秋彦に事件のことを聞いた翌日、早苗はすぐに萩原順子に電話をした。最初は早苗からの電話に迷惑そうにしていた順子も、何度か電話するうちに、次第に早苗が興味半分で事情を訊きたがっているのではないと信じてくれるようになっていった。
早苗は会社を早退すると、順子の住む西日暮里の駅前で彼女が現われるのを待っていた。
午後4時。
約束の時間ちょうどに、日に焼けた褐色の肌の若い女性がバスを降りて真っ直ぐに早苗のいるほうに向かってきた。
焦茶のセーターに薄いブルーのジーンズを履き、肩まで伸びた黒い髪の一部を青く染めている。
「あの……鮎川さん?」
わずかに早苗よりも背が高い。
「ええ。あなたが萩原順子さんね」
「うん」
順子は伏せ目がちに答えた。
早苗は順子を連れて、すぐ駅前に見える喫茶店へと入った。テーブルが三つとカウンターだけの小さな店で、店内にはラジオ放送が流れていた。客は手前のテーブルに座ってマンガ本を読んでいる学生らしき姿が見えるだけだ。
早苗は髭面のマスターにコーヒーを頼むと一番奥のテーブルに座った。
「あの……」
と、順子は座るとすぐに口を開いた。「記者なの?」
早苗は電話で順子に出版社の名前を出していた。
「えっと……出版社で仕事はしているけど、記者というわけではないわ」
早苗は正直に言った。そのほうが素直に話してもらえそうな気がした。
「じゃ、これは記事にはならないんだよね?」
「ええ」
それを聞いて順子はほっとした顔をした。
「じゃあ、なんで沙織のことを調べてるの?」
「うまく説明出来ないんだけど……すごくこの事件のことが気になるの。彼女が殺した松野真一さんと私の友達とがひょっとしたら関係があるかもしれなくて。それで沙織さんのことを教えてもらえたらと思って。沙織さんとは付き合いは長いの?」
「あの子、良い子だよ」
順子はぼそりと言った。「あの子とは中学の時から友達だけど、人なんて殺せるような子じゃない」
「それじゃどうして松野さんのことを?」
「それはわかんないけど……でも、沙織は彼が殺された次の日も、誰よりも彼が殺されたことを悲しんでた」
「沙織さんは、自分が松野さんを殺したことを知らなかったってこと?」
「ええ」
「本当かしら?」
「本当だよ。あの子、私の前で泣いたんだ。演技であんなふうに泣けるわけないよ」
順子の言葉はぶっきらぼうだが、だからこそ尚更説得力があった。
その時、マスターがコーヒーを運んできた。二人は黙ってその様子を眺めていた。やがて、マスターが離れていくと早苗が口を開いた。

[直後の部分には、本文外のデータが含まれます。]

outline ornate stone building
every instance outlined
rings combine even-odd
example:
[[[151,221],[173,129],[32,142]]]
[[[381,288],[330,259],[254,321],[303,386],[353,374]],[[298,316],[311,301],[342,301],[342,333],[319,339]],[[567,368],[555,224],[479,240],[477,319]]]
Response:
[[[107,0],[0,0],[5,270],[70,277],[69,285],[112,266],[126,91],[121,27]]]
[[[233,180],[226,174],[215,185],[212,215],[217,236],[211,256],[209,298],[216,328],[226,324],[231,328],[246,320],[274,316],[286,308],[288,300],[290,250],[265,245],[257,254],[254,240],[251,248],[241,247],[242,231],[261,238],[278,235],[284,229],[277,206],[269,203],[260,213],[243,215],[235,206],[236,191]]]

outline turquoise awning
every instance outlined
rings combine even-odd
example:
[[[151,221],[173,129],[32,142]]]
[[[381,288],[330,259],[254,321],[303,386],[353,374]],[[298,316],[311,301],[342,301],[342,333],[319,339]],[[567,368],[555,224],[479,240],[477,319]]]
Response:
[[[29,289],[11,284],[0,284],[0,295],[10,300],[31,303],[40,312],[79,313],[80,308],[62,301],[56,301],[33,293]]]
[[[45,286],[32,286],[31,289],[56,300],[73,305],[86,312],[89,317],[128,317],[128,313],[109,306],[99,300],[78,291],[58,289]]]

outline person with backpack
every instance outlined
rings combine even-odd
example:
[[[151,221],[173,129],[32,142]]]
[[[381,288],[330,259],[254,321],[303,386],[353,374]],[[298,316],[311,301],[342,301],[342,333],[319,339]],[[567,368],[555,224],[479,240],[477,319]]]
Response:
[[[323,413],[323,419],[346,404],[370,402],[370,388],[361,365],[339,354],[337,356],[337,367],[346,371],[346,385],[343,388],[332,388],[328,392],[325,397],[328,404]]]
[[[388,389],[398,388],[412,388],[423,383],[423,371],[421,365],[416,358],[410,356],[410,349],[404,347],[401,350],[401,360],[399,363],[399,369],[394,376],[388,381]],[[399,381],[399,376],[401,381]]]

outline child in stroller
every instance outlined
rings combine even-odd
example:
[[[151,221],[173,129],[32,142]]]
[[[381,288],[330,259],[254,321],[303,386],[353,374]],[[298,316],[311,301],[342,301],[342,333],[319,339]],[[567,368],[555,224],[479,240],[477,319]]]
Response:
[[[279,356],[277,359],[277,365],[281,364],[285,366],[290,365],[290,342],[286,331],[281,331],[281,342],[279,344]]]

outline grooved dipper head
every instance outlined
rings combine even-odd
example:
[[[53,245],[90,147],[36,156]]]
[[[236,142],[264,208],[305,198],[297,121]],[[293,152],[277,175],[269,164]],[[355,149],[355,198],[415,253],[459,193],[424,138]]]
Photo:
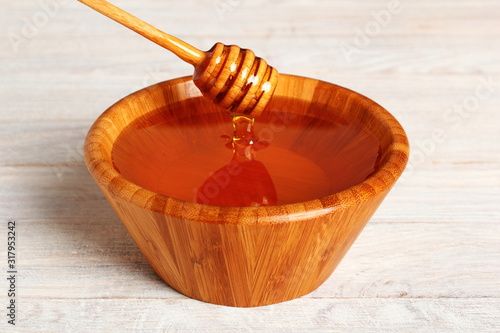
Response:
[[[216,43],[195,67],[201,93],[233,114],[258,117],[278,83],[278,71],[253,51]]]

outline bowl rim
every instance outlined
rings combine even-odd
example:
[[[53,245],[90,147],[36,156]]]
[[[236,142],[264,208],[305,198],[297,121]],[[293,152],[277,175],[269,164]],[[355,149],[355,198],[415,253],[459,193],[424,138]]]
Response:
[[[107,157],[108,154],[105,153],[105,149],[101,143],[102,135],[99,132],[102,133],[106,127],[109,127],[110,123],[112,123],[111,119],[114,113],[123,112],[123,108],[117,106],[130,96],[143,94],[149,89],[155,89],[163,85],[184,84],[192,81],[191,76],[170,79],[145,87],[120,99],[107,108],[93,123],[85,139],[84,158],[87,168],[103,192],[108,191],[128,203],[146,210],[184,220],[213,224],[260,225],[294,222],[343,211],[352,206],[360,205],[376,196],[382,195],[385,197],[403,173],[409,158],[408,138],[396,118],[373,100],[348,88],[303,76],[280,74],[280,79],[283,77],[289,79],[298,78],[311,82],[315,81],[313,83],[316,84],[332,85],[337,89],[355,94],[358,99],[357,103],[362,104],[364,108],[372,112],[375,118],[378,118],[388,128],[391,135],[391,141],[387,148],[387,157],[379,165],[378,170],[361,183],[322,198],[261,207],[222,207],[188,202],[154,193],[125,179],[110,163],[110,157]]]

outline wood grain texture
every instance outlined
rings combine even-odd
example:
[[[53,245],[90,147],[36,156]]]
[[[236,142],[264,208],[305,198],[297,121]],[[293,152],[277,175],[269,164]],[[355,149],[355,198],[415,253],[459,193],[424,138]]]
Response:
[[[193,65],[194,83],[202,94],[230,113],[258,117],[276,89],[278,71],[252,50],[216,43],[203,52],[105,0],[79,1]]]
[[[155,272],[181,293],[210,303],[251,307],[315,290],[340,263],[404,170],[409,148],[403,129],[362,95],[318,80],[281,75],[266,112],[284,110],[294,117],[360,124],[379,146],[379,162],[369,177],[305,202],[217,207],[154,193],[119,173],[112,150],[129,124],[158,109],[167,119],[217,113],[209,101],[187,106],[199,96],[193,81],[185,77],[118,101],[88,133],[84,151],[90,173]],[[311,146],[307,153],[324,156],[328,165],[332,162],[325,148]],[[128,158],[138,157],[130,153]]]
[[[0,218],[20,223],[17,331],[498,332],[498,1],[401,1],[350,62],[340,43],[353,44],[387,1],[242,1],[223,11],[211,1],[114,2],[202,48],[245,45],[282,73],[369,96],[402,123],[412,152],[434,129],[447,136],[423,160],[410,157],[320,288],[252,309],[190,300],[163,283],[83,162],[85,132],[103,110],[190,66],[76,1],[58,2],[29,38],[23,18],[42,10],[38,1],[0,10]],[[491,95],[468,118],[445,121],[488,77]],[[0,330],[11,327],[0,321]]]

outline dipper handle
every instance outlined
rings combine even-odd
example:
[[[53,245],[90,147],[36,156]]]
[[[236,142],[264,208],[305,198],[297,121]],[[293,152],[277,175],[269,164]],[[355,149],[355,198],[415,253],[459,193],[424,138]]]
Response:
[[[274,93],[278,71],[251,50],[216,43],[203,52],[105,0],[78,1],[193,65],[193,81],[201,93],[230,113],[257,117]]]
[[[158,30],[149,23],[142,21],[105,0],[78,1],[124,25],[130,30],[137,32],[139,35],[146,37],[161,47],[166,48],[193,66],[199,65],[205,59],[205,52],[198,50],[196,47],[189,45],[177,37]]]

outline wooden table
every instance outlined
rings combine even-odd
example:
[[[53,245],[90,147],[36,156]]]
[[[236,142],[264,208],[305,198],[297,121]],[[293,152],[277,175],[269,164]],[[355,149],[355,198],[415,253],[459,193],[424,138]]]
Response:
[[[0,331],[500,331],[500,2],[115,4],[202,49],[236,43],[282,73],[367,95],[407,130],[410,164],[313,293],[250,309],[189,299],[148,266],[88,174],[82,144],[113,102],[191,67],[76,1],[4,1]]]

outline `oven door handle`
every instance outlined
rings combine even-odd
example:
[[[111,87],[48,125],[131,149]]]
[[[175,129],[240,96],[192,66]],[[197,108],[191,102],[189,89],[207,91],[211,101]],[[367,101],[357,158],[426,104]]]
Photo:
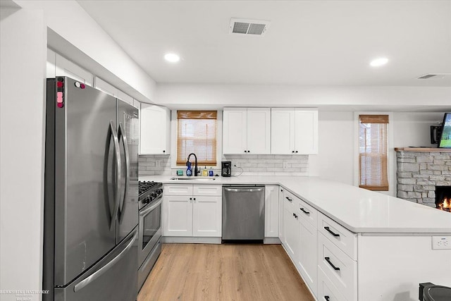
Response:
[[[160,199],[156,202],[156,204],[154,204],[152,205],[150,207],[146,208],[144,210],[141,210],[140,211],[140,216],[143,216],[147,214],[151,211],[154,210],[155,208],[156,208],[160,204],[161,204],[161,201],[162,201],[162,198],[160,197]]]

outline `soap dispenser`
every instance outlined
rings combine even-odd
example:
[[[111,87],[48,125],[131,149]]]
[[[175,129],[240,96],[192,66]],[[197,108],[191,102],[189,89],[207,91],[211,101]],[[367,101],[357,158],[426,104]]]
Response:
[[[192,176],[192,171],[191,170],[191,162],[190,162],[189,161],[187,162],[186,162],[186,165],[187,166],[188,166],[186,168],[186,175],[187,176]]]

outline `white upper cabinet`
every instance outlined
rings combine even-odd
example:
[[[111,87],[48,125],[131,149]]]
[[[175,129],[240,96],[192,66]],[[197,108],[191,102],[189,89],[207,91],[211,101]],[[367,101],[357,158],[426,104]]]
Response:
[[[271,109],[247,109],[247,152],[271,153]]]
[[[51,54],[48,54],[47,57]],[[55,54],[55,76],[68,76],[93,87],[94,75],[91,73],[58,54]]]
[[[53,78],[56,76],[56,53],[47,48],[47,64],[46,66],[46,77]]]
[[[269,108],[224,108],[223,154],[269,154]]]
[[[271,154],[318,153],[318,111],[271,109]]]
[[[118,97],[119,90],[116,87],[109,84],[100,78],[95,77],[94,87],[111,96]],[[123,93],[125,94],[125,93]]]
[[[271,153],[292,154],[295,152],[295,109],[271,109]]]
[[[224,108],[223,153],[244,154],[247,149],[247,109]]]
[[[296,109],[295,114],[295,152],[318,154],[318,111]]]
[[[169,154],[171,111],[163,106],[141,104],[140,154]]]

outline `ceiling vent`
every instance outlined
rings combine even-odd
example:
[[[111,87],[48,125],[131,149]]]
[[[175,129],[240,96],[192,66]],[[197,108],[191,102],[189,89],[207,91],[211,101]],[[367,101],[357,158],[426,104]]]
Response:
[[[444,80],[451,78],[451,73],[428,73],[418,78],[419,80]]]
[[[269,21],[249,19],[230,19],[228,33],[233,35],[251,35],[264,36],[266,33]]]

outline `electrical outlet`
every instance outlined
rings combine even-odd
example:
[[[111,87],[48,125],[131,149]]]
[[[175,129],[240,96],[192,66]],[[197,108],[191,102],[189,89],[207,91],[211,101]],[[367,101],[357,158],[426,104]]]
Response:
[[[283,161],[283,168],[288,168],[288,162],[287,162],[286,161]]]
[[[433,236],[432,248],[451,250],[451,236]]]

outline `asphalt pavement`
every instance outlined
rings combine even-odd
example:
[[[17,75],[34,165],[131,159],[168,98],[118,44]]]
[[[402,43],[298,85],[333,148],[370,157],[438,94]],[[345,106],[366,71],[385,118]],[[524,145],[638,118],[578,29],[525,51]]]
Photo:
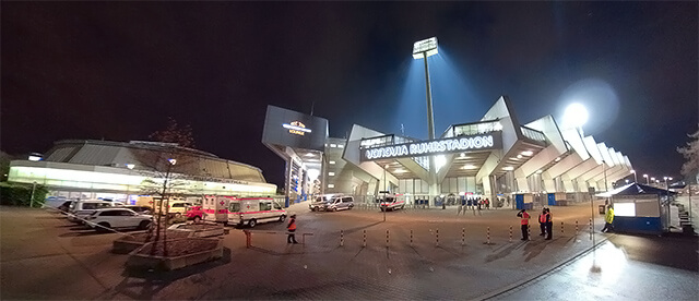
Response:
[[[552,208],[550,241],[537,228],[531,241],[519,240],[519,219],[510,209],[398,210],[386,213],[386,221],[375,209],[311,213],[297,204],[291,210],[298,214],[298,238],[308,233],[304,244],[287,244],[283,224],[263,224],[250,229],[252,248],[239,230],[225,236],[220,261],[132,274],[123,268],[127,255],[109,252],[118,233],[96,234],[55,214],[2,207],[0,298],[482,299],[503,296],[592,245],[587,204]],[[595,218],[600,229],[601,216]],[[615,237],[595,233],[597,242]],[[645,254],[641,246],[648,242],[637,243],[631,250]]]

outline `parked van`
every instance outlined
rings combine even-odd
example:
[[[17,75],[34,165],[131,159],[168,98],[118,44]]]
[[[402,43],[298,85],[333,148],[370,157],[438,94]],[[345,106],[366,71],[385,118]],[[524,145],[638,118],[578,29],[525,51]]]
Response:
[[[107,202],[102,200],[78,200],[70,204],[70,207],[68,209],[68,220],[81,224],[85,217],[92,215],[97,209],[122,206],[123,204],[119,202]]]
[[[405,196],[403,194],[389,194],[381,200],[381,210],[395,210],[405,207]]]
[[[271,197],[206,195],[203,208],[215,221],[247,225],[250,228],[260,222],[284,221],[288,215],[282,205]]]
[[[170,216],[180,217],[187,213],[187,208],[198,205],[198,197],[180,197],[170,196],[169,202],[163,204],[163,212],[161,213],[161,197],[159,196],[139,196],[137,200],[137,206],[150,206],[153,208],[153,215],[165,215],[169,213]],[[167,206],[169,205],[169,209]]]

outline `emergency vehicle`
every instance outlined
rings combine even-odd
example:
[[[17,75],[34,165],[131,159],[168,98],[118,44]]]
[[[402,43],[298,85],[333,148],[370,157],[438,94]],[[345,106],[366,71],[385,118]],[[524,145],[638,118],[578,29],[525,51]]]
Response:
[[[247,225],[250,228],[260,222],[284,221],[288,215],[286,209],[271,197],[205,195],[203,208],[215,221]]]

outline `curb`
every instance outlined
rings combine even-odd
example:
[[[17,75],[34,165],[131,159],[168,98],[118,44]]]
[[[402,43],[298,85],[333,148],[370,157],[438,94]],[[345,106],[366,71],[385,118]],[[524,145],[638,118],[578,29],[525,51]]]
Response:
[[[612,236],[616,236],[616,233],[613,233]],[[532,277],[530,277],[530,278],[525,278],[525,279],[522,279],[522,280],[517,281],[517,282],[514,282],[514,284],[511,284],[511,285],[509,285],[509,286],[505,287],[503,289],[501,289],[501,290],[499,290],[499,291],[489,292],[489,293],[486,293],[486,294],[481,296],[481,297],[478,297],[478,298],[474,298],[473,300],[489,300],[489,299],[494,299],[494,298],[496,298],[496,297],[499,297],[499,296],[501,296],[501,294],[505,294],[505,293],[507,293],[507,292],[509,292],[509,291],[516,290],[516,289],[518,289],[519,287],[521,287],[522,285],[524,285],[524,284],[526,284],[526,282],[530,282],[530,281],[536,280],[536,279],[538,279],[538,278],[542,278],[542,277],[544,277],[545,275],[547,275],[549,272],[552,272],[552,270],[554,270],[554,269],[558,269],[558,268],[560,268],[560,267],[562,267],[562,266],[565,266],[565,265],[570,264],[570,263],[571,263],[571,262],[573,262],[573,261],[579,260],[579,258],[580,258],[580,257],[582,257],[583,255],[587,255],[587,254],[589,254],[590,252],[592,252],[592,250],[593,250],[593,249],[597,249],[597,246],[600,246],[600,244],[602,244],[602,243],[604,243],[604,242],[607,242],[607,240],[608,240],[608,237],[605,237],[604,239],[600,240],[600,242],[597,242],[595,245],[590,246],[590,248],[588,248],[587,250],[583,250],[582,252],[580,252],[580,253],[578,253],[578,254],[573,255],[572,257],[570,257],[570,258],[568,258],[568,260],[566,260],[566,261],[564,261],[564,262],[561,262],[561,263],[559,263],[559,264],[557,264],[557,265],[554,265],[554,266],[553,266],[553,267],[550,267],[550,268],[544,269],[544,270],[542,270],[541,273],[538,273],[538,274],[536,274],[536,275],[534,275],[534,276],[532,276]]]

「沙織さんは事件の時のことを記憶していないらしいけど、彼女、そういうふうになることって今までもあった?」
早苗の質問に順子は首を振った。
「ぜんぜん。そりゃ、お酒飲んで酔っ払うようなこともあったけど、意識がなくなるほど飲んだことはなかった。ただ……」
順子は言いにくそうに視線を外した。
「何?」
「ちょっと様子がおかしいことはあったんだ」
「どんなふうに?」
「なんか忘れっぽいっていうか……たまにぼんやりとして、話し掛けても聞いてなくて、あと約束なんかも忘れちゃって。前はあんなことなかった。それに変な夢を見るって言ってた」
「夢?」
「誰かに殺される夢だって……ただの夢だから気にしないほうがいいって言ったんだけど……あの子、神経質なとこがあったから。だからよく精神安定剤とかは飲んでたんだ」
順子は手を伸ばしてコーヒーを一口飲んだ。
「それじゃ病院に通ってたの?」
「ううん。そんなにひどくないよ。警察はそれが原因じゃないかって言ってたみたいだけど、沙織が飲んでたのは普通の薬局で売ってるようなやつだもの」
「事件の時も薬を飲んでいたのかしら?」
「わかんない。あの日も一度電話があって、頭が痛いって言ってたから、ひょっとしたら飲んでたかもしれない」
「頭が痛い?」
「うん。あとでわかったんだけど、彼を殺したのってその電話の後だったんだ。あの時、私もカレと一緒だったからあんまり話出来なかったけど、あの時、私がすぐに行ってあげてればあんなことにならなかったのかもしれない」
順子は俯きながら辛そうに呟いた。
悩む順子にどう声をかけてあげればいいのかわからず、早苗は黙ってその姿を見つめた。ラジオから聞こえるアナウンサーの声だけがやけに高く聞こえていた。